A leader of the House Transportation and Infrastructure Committee recently raised concerns that railroads operating trains of 200 or more rail cars create long delays at road grades and create public safety risks.

© Shutterstock

Citing the Aug. 2 derailment of a CSX train consisting of 178 rail cars carrying flammable and hazardous material along with other mixed freight, U.S. Rep. Peter DeFazio (D-OR), the ranking member of the committee, requested a Government Accountability Office (GAO) review of safety issues related to longer trains.

“Although available data indicate that the average freight train has about 70 cars, it has become more and more common in the industry to have more,” DeFazio wrote in a letter to Comptroller General Gene Dodaro. “Unit trains, for example, carry one commodity — such as coal or crude oil — to a single destination and may consist of 80 to 120 cars or more.”

DeFazio referenced recent press reports that some railroads are operating trains with more than 200 rail cars that stretch more than two miles.

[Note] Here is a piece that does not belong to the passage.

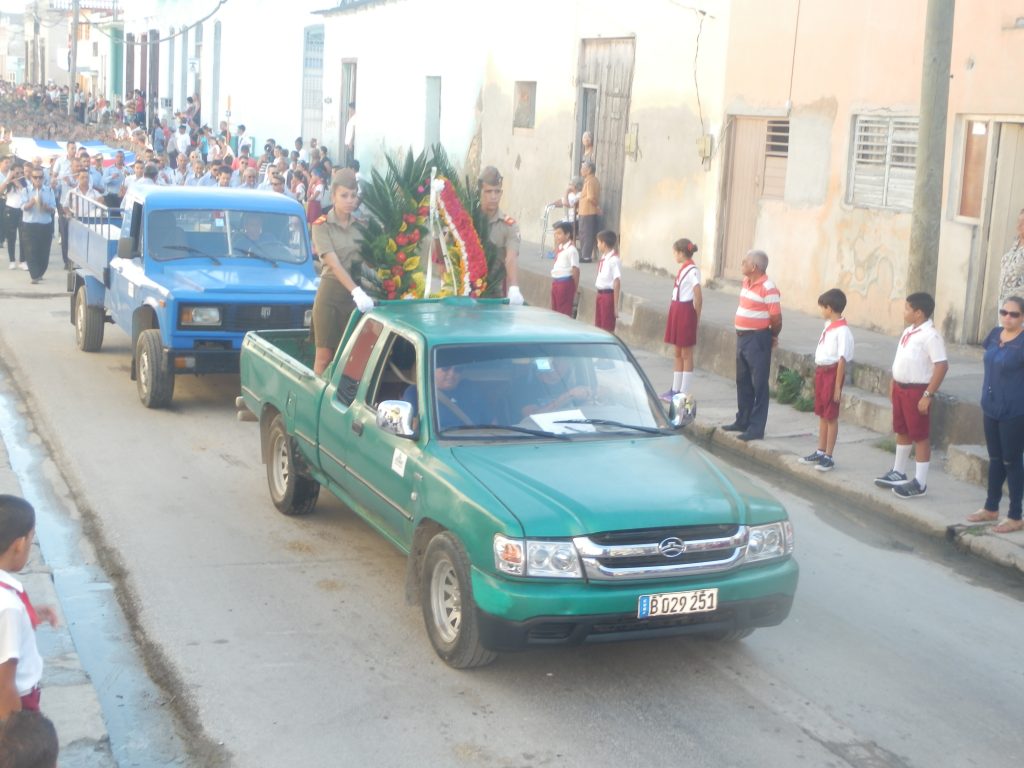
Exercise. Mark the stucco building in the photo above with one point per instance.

He noted that long trains blocking road grades for extended periods could hold up emergency response vehicles and contribute to breaks in radio communication among crewmembers.

As a result, DeFazio requested that the GAO study the financial operational advantages of longer trains, any safety challenges that long trains pose, and how the U.S. Department of Transportation oversees and ensures their safety. DeFazio also requested a review of public safety concerns arising from long trains blocking road grades.